The attack comes at a crucial time for Turkey as Recep Tayyip Erdogan, its president, faces an election next year amid an acute cost of living crisis and rising inflation. The official line blaming the attack on Kurdish militants is likely to further whip up tensions between Turks and Syrian migrants, which might give Mr Erdogan a mandate to carry out another incursion into Syria.
The bombing is a major blow for Ekrem Immamoglu, the popular mayor of Istanbul who could rival Mr Erdogan at the polls next year.
Mr Immamoglu paid respect to the victims yesterday morning at the site of the attack, covered with red carnations before taking a stroll on Istiklal and attending a victim’s funeral.
Six Turkish citizens, two members each of three families, were killed in the attack. Social worker Yusuf Meydan and his daughter, nine, died in the attack while his wife was inside a shop, according to the Demiroren agency.

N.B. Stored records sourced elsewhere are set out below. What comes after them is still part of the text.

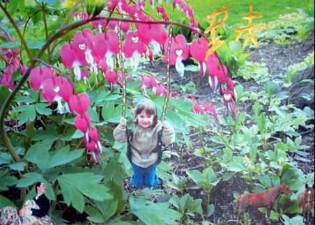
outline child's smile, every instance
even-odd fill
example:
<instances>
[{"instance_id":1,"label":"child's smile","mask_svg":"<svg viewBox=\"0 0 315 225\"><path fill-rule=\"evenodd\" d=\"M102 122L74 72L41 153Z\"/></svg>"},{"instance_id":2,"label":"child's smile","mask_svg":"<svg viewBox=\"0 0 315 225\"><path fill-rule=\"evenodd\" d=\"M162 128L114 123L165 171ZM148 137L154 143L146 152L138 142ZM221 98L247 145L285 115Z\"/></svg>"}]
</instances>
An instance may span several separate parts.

The Meydan family was supposed to go back to their hometown Adana on Sunday after attending an engagement ceremony of a relative in Istanbul, the cousin of Mr Meydan said in an interview with Demiroren.
“They went there for an engagement ceremony of a relative... they were supposed to come back last night,” the man said.
Authorities said 24 of the wounded, including two in critical condition, were still in hospital, while another 57 were discharged after treatment.
The local municipality, controlled by Mr Erdogan’s party, removed benches and flower pots from Istiklal yesterday, prompting the mayor to criticise the officials for “finding fault with a flower pot” instead of looking for the real cause of the attack.